Uns ist völlig unverständlich, wie es möglich ist, den nunmehr langjährigen Prozeß der Bemühungen aller Beteiligten um Gemeinsamkeit in der konzeptionellen Gestaltung der Bildungs- und Gedenkstätte Andreasstraße trotz langer Aussprachen und Diskussionen in Arbeits- und Projektgruppen und dem Beirat so gründlich anders zu interpretieren, als die Mehrheit der Beteiligten und die bereits erzielte Einigkeit derart zu ignorieren.

Gesellschaft für Zeitgeschichte e.V.

 

(* In seiner Antwort vom 17. 1. 2011 stellte Herr Maser fest, "daß diese leider wahrheitswidrig ist, also nicht den Tatsachen entspricht!
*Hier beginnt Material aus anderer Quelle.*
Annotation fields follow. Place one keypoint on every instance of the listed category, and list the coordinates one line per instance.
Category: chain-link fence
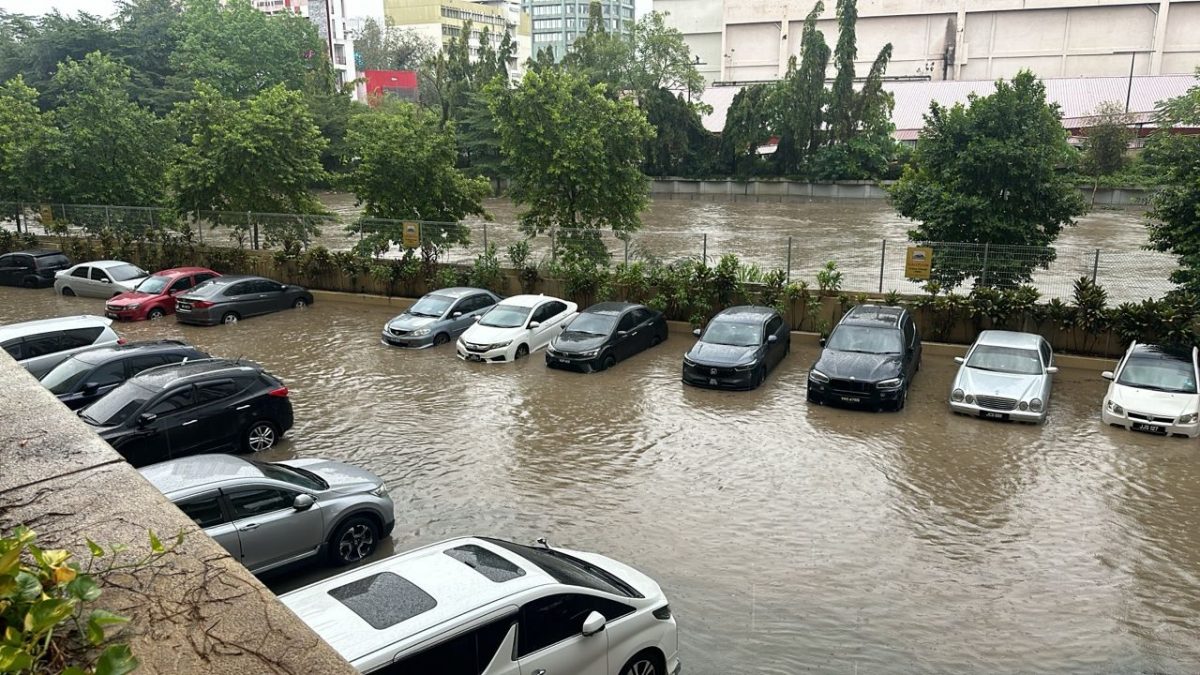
(870, 266)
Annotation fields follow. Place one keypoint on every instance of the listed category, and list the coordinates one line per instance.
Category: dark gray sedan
(438, 317)
(228, 299)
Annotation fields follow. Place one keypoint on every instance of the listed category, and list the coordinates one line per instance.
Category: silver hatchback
(271, 514)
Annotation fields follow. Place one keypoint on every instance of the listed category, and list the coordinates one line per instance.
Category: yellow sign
(412, 238)
(918, 262)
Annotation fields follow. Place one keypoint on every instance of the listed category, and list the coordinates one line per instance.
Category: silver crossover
(1005, 376)
(268, 514)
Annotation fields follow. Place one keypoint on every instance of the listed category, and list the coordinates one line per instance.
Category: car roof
(455, 587)
(1009, 339)
(745, 314)
(47, 324)
(198, 471)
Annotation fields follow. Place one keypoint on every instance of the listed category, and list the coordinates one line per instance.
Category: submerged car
(869, 359)
(271, 514)
(438, 317)
(229, 299)
(155, 297)
(515, 328)
(99, 279)
(1006, 376)
(487, 605)
(605, 334)
(737, 348)
(1155, 390)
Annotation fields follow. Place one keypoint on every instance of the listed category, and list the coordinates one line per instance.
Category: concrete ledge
(196, 610)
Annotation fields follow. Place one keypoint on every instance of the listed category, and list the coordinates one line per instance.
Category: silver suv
(271, 514)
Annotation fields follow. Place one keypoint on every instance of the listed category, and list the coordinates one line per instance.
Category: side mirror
(593, 623)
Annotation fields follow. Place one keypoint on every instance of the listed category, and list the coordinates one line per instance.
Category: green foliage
(46, 625)
(985, 173)
(574, 155)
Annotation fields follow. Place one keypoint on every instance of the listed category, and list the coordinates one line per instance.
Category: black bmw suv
(89, 375)
(203, 406)
(869, 359)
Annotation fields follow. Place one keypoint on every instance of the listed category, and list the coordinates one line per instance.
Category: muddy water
(790, 538)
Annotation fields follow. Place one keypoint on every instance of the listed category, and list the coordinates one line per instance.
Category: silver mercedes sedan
(1006, 376)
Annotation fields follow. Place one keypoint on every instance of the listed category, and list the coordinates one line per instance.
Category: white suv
(487, 607)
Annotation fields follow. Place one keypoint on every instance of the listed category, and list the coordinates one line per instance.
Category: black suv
(31, 269)
(204, 406)
(89, 375)
(869, 359)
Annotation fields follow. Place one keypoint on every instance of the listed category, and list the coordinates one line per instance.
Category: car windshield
(1006, 359)
(64, 377)
(118, 405)
(867, 340)
(1158, 374)
(505, 316)
(592, 324)
(733, 334)
(292, 475)
(431, 305)
(125, 273)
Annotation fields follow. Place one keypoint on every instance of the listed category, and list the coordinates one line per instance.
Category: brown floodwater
(789, 537)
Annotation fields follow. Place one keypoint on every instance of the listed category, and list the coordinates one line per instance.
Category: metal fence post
(883, 260)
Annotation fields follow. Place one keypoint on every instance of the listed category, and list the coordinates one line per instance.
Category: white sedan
(1155, 390)
(515, 328)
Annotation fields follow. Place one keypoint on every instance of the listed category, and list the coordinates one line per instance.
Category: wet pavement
(789, 537)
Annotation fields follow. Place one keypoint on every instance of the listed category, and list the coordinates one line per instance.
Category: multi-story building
(439, 21)
(557, 23)
(963, 40)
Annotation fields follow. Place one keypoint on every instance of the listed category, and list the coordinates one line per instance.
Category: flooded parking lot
(789, 537)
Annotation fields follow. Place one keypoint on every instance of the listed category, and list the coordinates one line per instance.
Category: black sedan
(228, 299)
(605, 334)
(737, 348)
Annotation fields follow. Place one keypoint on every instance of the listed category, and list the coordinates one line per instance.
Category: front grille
(996, 402)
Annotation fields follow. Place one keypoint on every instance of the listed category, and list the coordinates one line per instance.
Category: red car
(155, 297)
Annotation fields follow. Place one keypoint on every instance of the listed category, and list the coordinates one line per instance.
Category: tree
(985, 173)
(1175, 209)
(574, 154)
(114, 150)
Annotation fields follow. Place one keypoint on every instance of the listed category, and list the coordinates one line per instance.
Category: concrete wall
(196, 610)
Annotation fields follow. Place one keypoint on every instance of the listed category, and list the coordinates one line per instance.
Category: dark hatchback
(31, 269)
(737, 348)
(604, 334)
(204, 406)
(869, 359)
(89, 375)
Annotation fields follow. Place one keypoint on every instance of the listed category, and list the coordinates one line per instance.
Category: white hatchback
(487, 607)
(1155, 390)
(515, 328)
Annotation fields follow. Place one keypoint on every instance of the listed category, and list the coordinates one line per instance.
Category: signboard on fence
(412, 237)
(918, 262)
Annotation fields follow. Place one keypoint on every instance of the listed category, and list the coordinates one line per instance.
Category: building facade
(963, 40)
(557, 23)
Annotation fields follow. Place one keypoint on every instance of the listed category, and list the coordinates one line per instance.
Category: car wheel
(354, 541)
(261, 436)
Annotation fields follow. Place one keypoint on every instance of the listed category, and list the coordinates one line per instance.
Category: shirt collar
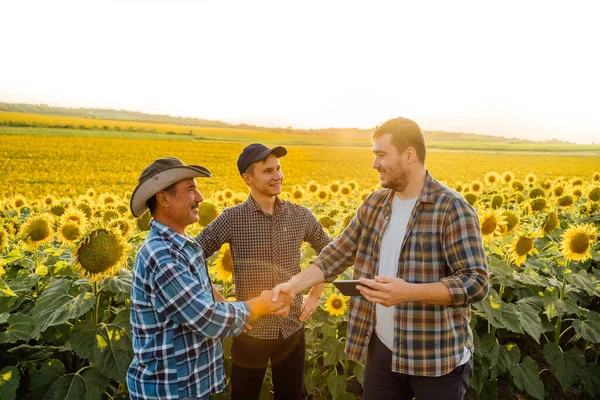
(251, 203)
(169, 234)
(427, 195)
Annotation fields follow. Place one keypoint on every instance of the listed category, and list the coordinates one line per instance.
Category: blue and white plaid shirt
(175, 323)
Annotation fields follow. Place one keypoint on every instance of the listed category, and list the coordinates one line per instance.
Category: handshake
(265, 305)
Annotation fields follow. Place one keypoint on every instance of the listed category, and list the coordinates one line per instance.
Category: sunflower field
(67, 244)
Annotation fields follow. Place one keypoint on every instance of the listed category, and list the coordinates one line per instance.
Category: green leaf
(530, 321)
(584, 281)
(567, 366)
(107, 346)
(56, 305)
(590, 376)
(29, 356)
(120, 283)
(336, 384)
(334, 352)
(526, 378)
(44, 378)
(86, 386)
(20, 327)
(9, 382)
(589, 329)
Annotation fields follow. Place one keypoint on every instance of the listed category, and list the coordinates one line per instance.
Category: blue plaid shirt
(175, 323)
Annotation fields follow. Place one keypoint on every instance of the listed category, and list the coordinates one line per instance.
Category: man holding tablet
(417, 251)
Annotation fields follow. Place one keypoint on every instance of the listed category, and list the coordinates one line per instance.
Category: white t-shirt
(389, 256)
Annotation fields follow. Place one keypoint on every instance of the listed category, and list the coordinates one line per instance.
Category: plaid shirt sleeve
(465, 256)
(315, 234)
(178, 295)
(212, 236)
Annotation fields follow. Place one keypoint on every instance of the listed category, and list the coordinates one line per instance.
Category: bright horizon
(514, 69)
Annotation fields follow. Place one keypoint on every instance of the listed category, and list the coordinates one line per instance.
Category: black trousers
(382, 384)
(250, 357)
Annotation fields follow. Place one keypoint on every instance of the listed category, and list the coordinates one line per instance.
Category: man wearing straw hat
(176, 324)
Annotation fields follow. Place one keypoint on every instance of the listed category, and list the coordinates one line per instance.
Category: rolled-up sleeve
(179, 296)
(465, 256)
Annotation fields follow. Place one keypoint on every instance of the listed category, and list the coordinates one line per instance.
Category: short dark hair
(152, 202)
(405, 133)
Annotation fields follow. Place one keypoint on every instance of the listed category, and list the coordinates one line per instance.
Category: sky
(526, 69)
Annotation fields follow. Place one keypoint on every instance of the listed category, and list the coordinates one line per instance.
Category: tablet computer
(347, 287)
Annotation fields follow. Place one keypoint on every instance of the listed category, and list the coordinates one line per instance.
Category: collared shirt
(266, 251)
(442, 243)
(175, 323)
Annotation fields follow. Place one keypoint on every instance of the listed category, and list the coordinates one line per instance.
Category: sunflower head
(207, 212)
(565, 200)
(223, 265)
(507, 177)
(69, 232)
(530, 179)
(491, 222)
(551, 222)
(594, 194)
(577, 241)
(491, 178)
(336, 305)
(326, 222)
(471, 198)
(37, 230)
(297, 193)
(497, 201)
(100, 253)
(538, 204)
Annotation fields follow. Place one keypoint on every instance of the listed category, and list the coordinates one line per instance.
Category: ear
(162, 199)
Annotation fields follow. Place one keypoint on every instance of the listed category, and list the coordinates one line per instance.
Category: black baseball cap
(256, 152)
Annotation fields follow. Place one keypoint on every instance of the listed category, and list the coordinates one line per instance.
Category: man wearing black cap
(265, 235)
(176, 324)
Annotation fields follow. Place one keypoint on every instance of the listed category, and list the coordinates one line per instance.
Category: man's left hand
(385, 290)
(309, 305)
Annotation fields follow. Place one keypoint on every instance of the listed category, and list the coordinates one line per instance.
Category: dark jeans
(381, 383)
(250, 357)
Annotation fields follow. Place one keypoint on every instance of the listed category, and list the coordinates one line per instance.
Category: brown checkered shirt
(266, 251)
(442, 243)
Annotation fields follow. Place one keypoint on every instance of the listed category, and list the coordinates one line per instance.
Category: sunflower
(345, 190)
(122, 225)
(507, 177)
(3, 239)
(536, 192)
(594, 194)
(491, 222)
(538, 204)
(551, 222)
(530, 179)
(497, 201)
(298, 193)
(100, 253)
(476, 186)
(491, 178)
(69, 232)
(75, 216)
(224, 264)
(36, 231)
(312, 187)
(577, 241)
(521, 246)
(207, 212)
(19, 201)
(336, 305)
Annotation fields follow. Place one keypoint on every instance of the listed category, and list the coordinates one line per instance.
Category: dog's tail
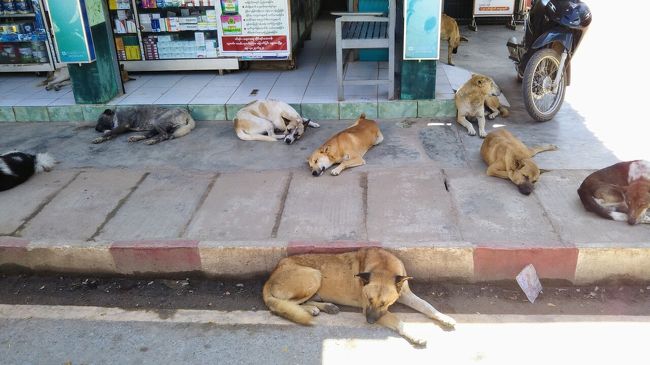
(44, 162)
(284, 308)
(504, 111)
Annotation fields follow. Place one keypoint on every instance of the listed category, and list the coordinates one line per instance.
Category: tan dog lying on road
(265, 117)
(620, 192)
(451, 33)
(301, 286)
(346, 148)
(471, 100)
(508, 158)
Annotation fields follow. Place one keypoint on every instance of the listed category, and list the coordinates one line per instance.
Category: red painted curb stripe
(333, 247)
(505, 264)
(156, 256)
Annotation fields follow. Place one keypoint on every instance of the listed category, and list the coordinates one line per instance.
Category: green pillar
(418, 80)
(97, 82)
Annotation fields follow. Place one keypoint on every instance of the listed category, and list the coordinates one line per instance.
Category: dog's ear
(364, 276)
(400, 280)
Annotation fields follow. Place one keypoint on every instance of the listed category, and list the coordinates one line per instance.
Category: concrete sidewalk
(227, 207)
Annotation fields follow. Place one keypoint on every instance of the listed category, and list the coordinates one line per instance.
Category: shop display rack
(25, 44)
(166, 35)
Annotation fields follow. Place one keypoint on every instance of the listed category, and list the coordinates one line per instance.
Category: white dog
(258, 121)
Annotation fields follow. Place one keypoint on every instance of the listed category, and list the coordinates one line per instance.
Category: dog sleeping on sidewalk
(620, 192)
(18, 167)
(158, 123)
(373, 279)
(258, 121)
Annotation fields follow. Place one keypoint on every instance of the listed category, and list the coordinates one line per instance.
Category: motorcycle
(552, 33)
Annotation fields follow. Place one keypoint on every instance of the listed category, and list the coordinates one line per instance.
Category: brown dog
(450, 32)
(508, 158)
(370, 278)
(620, 192)
(346, 148)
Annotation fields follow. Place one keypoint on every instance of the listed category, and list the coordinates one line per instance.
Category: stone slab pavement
(214, 204)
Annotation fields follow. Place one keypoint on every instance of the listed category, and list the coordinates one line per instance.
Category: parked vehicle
(552, 33)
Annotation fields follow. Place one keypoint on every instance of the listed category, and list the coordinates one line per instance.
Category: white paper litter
(529, 282)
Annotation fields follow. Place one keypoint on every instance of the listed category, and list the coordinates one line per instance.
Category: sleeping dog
(159, 123)
(17, 167)
(258, 121)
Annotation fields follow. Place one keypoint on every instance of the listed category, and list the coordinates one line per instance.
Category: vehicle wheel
(542, 104)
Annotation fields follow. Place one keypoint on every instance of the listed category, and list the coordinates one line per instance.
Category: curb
(431, 108)
(432, 261)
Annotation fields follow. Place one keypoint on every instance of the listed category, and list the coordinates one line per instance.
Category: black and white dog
(17, 167)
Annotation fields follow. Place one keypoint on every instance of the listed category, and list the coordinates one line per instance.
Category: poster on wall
(494, 7)
(254, 29)
(71, 30)
(422, 29)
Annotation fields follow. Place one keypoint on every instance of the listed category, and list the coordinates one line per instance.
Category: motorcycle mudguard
(557, 34)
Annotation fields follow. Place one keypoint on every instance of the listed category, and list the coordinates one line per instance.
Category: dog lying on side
(267, 116)
(471, 100)
(450, 32)
(508, 158)
(620, 192)
(301, 286)
(18, 167)
(346, 148)
(159, 123)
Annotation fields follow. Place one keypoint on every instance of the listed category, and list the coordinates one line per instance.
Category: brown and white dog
(508, 158)
(258, 121)
(620, 192)
(346, 148)
(373, 279)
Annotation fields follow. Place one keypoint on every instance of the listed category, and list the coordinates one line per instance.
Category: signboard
(494, 7)
(254, 29)
(422, 29)
(74, 43)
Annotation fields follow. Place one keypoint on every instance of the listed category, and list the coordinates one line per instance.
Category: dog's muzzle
(318, 172)
(526, 188)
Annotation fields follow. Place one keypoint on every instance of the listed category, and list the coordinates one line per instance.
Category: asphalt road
(85, 320)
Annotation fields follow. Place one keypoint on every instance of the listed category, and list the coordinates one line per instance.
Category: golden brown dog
(346, 148)
(471, 100)
(451, 33)
(508, 158)
(620, 192)
(301, 286)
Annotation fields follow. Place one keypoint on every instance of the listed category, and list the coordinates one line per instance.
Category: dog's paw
(414, 340)
(330, 308)
(446, 320)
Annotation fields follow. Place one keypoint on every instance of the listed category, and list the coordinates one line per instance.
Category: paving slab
(325, 208)
(492, 211)
(24, 200)
(80, 209)
(410, 205)
(557, 192)
(160, 207)
(241, 206)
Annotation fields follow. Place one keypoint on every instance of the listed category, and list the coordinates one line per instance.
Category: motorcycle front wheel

In einem bestimmten Gesprächszusammenhang in der Projektgruppe äußerte ich, daß es keine ausschließliche Haftgedenkstätte Andreasstraße nach der Mehrheitsmeinung in der AG Andreasstraße geben soll. Das ist etwas ganz anderes, als Sie, der Sie nicht Mitglied der Projektgruppe sind und nicht an dem Gespräch am 11.1.11 teilgenommen haben, behaupten. Insofern stellt Ihre eMail den groben Versuch einer Irreführung der Gremienmitglieder und der Thüringischen Landesregierung dar, den ich entschieden zurückweise."

Am 21. 1. bekräftigt Herr Heise seine Position in einem Schreiben an Staatssekretär Deufel : "Sie verweigern sich dem Historiker-Zeitzeugen-Konzept und haben damit die Grundlage für die weitere Mitarbeit des Vereins entzogen und wie schon mitgeteilt, die "Vereinbarung auf Mitwirkung ..." außer Kraft gesetzt."